With Canadian crude oil prices climbing higher, the Alberta government loosened the production cut imposed at the beginning of January by 100,000 bpd and has plans to further relax it next month. This month, local producers can extract 3.66 million bpd of heavy crude.

“A short-term production limit is not ideal or sustainable, which is exactly why we have a plan to move more oil by rail in the coming months while we fight for the long-term solution of building pipelines to new markets,” Premier Rachel Notley said, also acknowledging that the cuts had served their purpose: “The decision to temporarily limit production was applied fairly and equitably, and our plan is working to stop allowing our resource to be sold for pennies on the dollar.”

However, the lower cuts of 95,000 bpd that Notley announced in December will likely stay in place as planned until the end of the year. The purpose of the initial, higher cuts, of 325,000 bpd, was to reduce the inventory overhang, which has now fallen to a more manageable level and the discount of Western Canadian Crude to West Texas Intermediate has narrowed substantially. Last year, the discount at one point exceeded US$50 a barrel. Now, it is in the single digits.

This latter fact, however, has had some analysts worried that refiners will start seeking cheaper alternatives to Canadian crude.

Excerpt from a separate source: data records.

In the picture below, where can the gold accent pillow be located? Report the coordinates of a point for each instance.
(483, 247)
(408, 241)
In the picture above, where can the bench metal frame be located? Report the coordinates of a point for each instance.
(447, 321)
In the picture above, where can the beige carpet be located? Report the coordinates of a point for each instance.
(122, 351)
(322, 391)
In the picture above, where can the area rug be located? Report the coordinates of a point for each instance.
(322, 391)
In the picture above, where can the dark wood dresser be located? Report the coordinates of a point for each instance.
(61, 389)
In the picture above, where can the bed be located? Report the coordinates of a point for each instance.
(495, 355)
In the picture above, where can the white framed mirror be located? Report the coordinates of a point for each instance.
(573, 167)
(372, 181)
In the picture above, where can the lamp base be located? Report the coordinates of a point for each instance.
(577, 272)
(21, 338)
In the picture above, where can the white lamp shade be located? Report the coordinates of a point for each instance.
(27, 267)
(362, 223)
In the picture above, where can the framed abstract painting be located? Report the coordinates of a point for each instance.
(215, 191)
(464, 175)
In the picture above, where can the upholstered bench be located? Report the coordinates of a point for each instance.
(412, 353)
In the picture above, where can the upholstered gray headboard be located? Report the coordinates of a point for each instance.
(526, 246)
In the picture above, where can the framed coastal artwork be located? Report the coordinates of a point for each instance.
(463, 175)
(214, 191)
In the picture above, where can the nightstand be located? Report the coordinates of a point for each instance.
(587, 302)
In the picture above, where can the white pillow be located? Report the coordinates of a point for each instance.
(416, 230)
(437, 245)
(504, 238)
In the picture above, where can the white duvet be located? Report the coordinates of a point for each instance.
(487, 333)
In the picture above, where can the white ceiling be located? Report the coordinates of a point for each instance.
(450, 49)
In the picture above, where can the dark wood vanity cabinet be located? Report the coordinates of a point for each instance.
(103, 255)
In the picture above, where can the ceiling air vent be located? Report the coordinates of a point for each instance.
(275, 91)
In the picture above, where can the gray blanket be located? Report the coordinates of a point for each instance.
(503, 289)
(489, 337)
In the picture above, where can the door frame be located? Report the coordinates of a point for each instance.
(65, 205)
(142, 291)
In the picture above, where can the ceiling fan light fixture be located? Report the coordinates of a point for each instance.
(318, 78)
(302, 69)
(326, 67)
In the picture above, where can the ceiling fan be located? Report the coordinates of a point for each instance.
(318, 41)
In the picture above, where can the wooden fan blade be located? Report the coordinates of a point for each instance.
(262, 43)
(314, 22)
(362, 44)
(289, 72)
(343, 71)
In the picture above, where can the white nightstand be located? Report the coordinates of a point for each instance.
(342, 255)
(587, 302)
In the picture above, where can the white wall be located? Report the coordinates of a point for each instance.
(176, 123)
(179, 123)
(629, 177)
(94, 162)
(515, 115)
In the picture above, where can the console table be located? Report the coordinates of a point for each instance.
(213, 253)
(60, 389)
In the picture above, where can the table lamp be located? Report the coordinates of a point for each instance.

What’s more, one Scotiabank analyst said the production cut had already affected the profitability of oil-by-rail transportation in a negative way and the discount had to widen again to make this way of transporting crude profitable again.

"The curtailment has either taken initially too much oil or took it off the market too quickly," Rory Johnston told CBC this week. Alberta’s government, pressed for oil transport capacity, earlier announced it would buy 4,400 rail cars to ship more oil by rail as new pipelines have yet to be built if at all.